Demikianlah disebutkan beberapa hakekat dan ditampilkan beberapa ayat, kemudian diterima oleh hati yang berbeda dengan sikap penerimaan yang berbeda pula. Segolongan manusia mendapat pe­tunjuk darinya sesuai dengan kehendak Allah dan segolongan lagi tersesat karenanya sesuai dengan kehendak Allah pula. Maka segala urusan pada ujungnya kembali kepada kehendak mutlak Allah, yang menjadi muara segala sesuatu. Dan, orang-orang itu keluar dari tangan kekuasaan dengan potensi ganda untuk memilih petunjuk atau memilih ke­sesatan. Maka barangsiapa yang mendapat petunjuk dan yang tersesat, masing-masing bertindak di dalam batas-batas kehendak yang telah menciptakanmereka dengan potensi-potensi campuran ini dan kehendak yang memudahkannya bertindak begini atau begitu, dalam batas-batas kehendak yang mutlak, sesuai dengan hikmah Allah yang tersembunyi.

Digambarkanlah kemudahan kehendak dan muara segala sesuatu yang terjadi di alam semesta ini kepadanya dengan gambaran yang sempurna dan de­ngan kandungan petunjuk yang luas, yang mem­bebaskan akal dari melakukan bantahan yang sempit sekitar persoalan yang mereka sebut dengan jabr dan iradah, suatu perdebatan yang tidak menghasilkan pandangan yang benar, disebabkan ia memandang persoalannya dari sudut yang sempit dan meletak­kannya dalam bingkai yang terbatas sesuai dengan logika, pengalaman dan pandangan manusia yang terbatas. Sedangkan, persoalannya adalah persoalan uluhiah yang tidak terbatas.

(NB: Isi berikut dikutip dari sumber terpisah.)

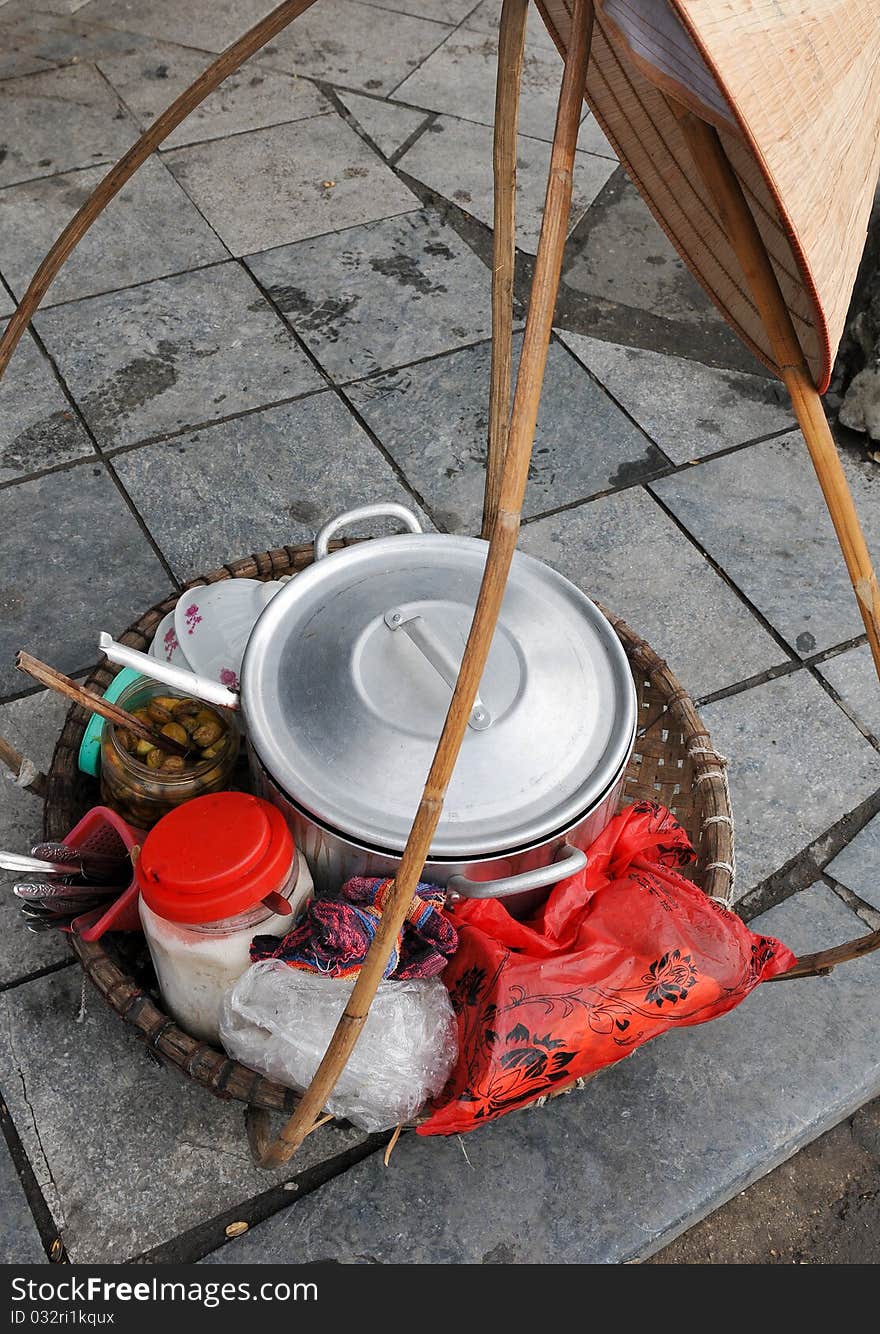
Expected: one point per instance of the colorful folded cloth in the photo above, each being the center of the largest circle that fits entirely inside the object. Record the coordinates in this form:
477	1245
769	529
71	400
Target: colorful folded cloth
336	933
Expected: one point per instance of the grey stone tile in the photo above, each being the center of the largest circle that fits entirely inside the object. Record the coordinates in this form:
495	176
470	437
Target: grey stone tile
19	1237
175	354
39	426
459	79
63	6
387	124
442	11
854	677
622	255
380	295
710	1110
687	408
796	766
250	99
150	230
455	159
487	18
206	24
434	420
355	46
280	184
624	551
263	480
56	120
32	726
95	568
18	54
760	514
127	1153
66	40
859	865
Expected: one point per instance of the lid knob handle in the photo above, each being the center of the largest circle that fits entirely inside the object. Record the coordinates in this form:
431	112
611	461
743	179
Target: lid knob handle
380	510
418	630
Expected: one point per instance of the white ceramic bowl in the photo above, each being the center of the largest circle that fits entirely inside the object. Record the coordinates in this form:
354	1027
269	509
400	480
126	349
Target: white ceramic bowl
166	644
214	624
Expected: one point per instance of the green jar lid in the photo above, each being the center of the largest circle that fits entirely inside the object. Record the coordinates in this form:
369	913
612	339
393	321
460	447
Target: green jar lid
90	758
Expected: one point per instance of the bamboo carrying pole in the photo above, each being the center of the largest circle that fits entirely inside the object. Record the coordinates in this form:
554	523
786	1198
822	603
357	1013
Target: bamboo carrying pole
723	183
107	188
96	703
507	108
503	542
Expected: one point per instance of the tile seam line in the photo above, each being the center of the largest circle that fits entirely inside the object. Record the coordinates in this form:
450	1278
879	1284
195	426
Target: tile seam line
107	463
196	1249
808	663
235	134
603	388
750	606
47	1229
859	907
354	123
110	291
451	32
343	399
688	463
646	480
36	974
179	432
330	383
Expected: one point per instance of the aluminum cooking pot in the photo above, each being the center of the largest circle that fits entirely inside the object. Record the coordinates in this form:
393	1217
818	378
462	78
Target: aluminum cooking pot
346	685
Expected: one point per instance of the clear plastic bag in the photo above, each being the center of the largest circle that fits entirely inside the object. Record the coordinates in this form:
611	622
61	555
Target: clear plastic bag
279	1021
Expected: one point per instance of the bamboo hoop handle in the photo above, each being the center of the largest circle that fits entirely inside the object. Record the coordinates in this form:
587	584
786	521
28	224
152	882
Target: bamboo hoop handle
815	965
507	110
111	184
746	239
502	546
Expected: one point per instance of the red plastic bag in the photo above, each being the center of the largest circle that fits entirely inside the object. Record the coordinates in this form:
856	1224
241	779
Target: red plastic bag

Allah telah menyingkapkan kepada kita melalui jalan petunjuk dan jalan kesesatan dan membatasi bagi kita jalan untuk kita tempuh sehingga kita men­dapatkan petunjuk, berbahagia dan beruntung dan telah menjelaskan kepada kita beberapa jalan yang dapat saja kita menyimpang ke sana dengan risiko kita akan tersesat, sengsara dan merugi. Dia tidak menugasi kita untuk mengetahui sesuatu yang ada di balik itu, serta tidak memberi kemampuan kepada kita untuk mengetahui sesuatu yang di balik semua itu. Bahkan Dia berkata kepada kita, "Kehendak-Ku mutlak dan kemauan-Ku berlaku...." Maka tugas kita adalah meluruskan-sebatas kemampuan kita-pan­dangan tentang hakekat iradah yang mutlak dan masyiah yang berlaku itu dan kita ikuti jalan petunjuk dan kita jauhi jalan yang menyesatkan; dan kita tidak perlu sibuk melakukan perdebatan yang mendalam seputar masalah yang kita tidak diberi kemampuan untuk memahami esensinya tentang urusan gaib yang tersembunyi. Oleh karena itu, kita lihat bagai­mana para ahli ilmu kalam mencurahkan tenaga dan pikiran yang tak berujung pangkal tentang masalah qadar (takdir), karena memang ini bukan lapangan­nya.... Kita tidak mengetahui kehendak Allah yang gaib terhadap kita, akan tetapi kita mengetahui apa yang dituntut Allah kepada kita agar kita layak mendapatkan karunia-Nya yang telah diwajibkan-Nya atas diri­-Nya. Dengan demikian, menjadi kewajiban kita pula untuk mencurahkan segenap kemampuan kita di dalam menunaikan tugas-tugas kita dan kita se­rahkan kepada-Nya kegaiban kehendak-Nya ter­hadap diri kita. Dan apa yang akan terjadi, maka itu adalah realisasi kehendak-Nya; dan ketika sesuatu itu terjadi maka kita mengetahui bahwa itu adalah realisasi kehendak-Nya, sedang kita tidak mengetahuinya sebelum terjadi atau terealisasi. Dan apa yang bakal terjadi itu di belakangnya terdapat hikmah yang hanya diketahui oleh Yang Maha Mengetahui secara total dan mutlak.... Yaitu Allah sendiri.... Inilah jalan dan manhaj orang yang beriman di dalam memandang dan memikirkan suatu per­soalan....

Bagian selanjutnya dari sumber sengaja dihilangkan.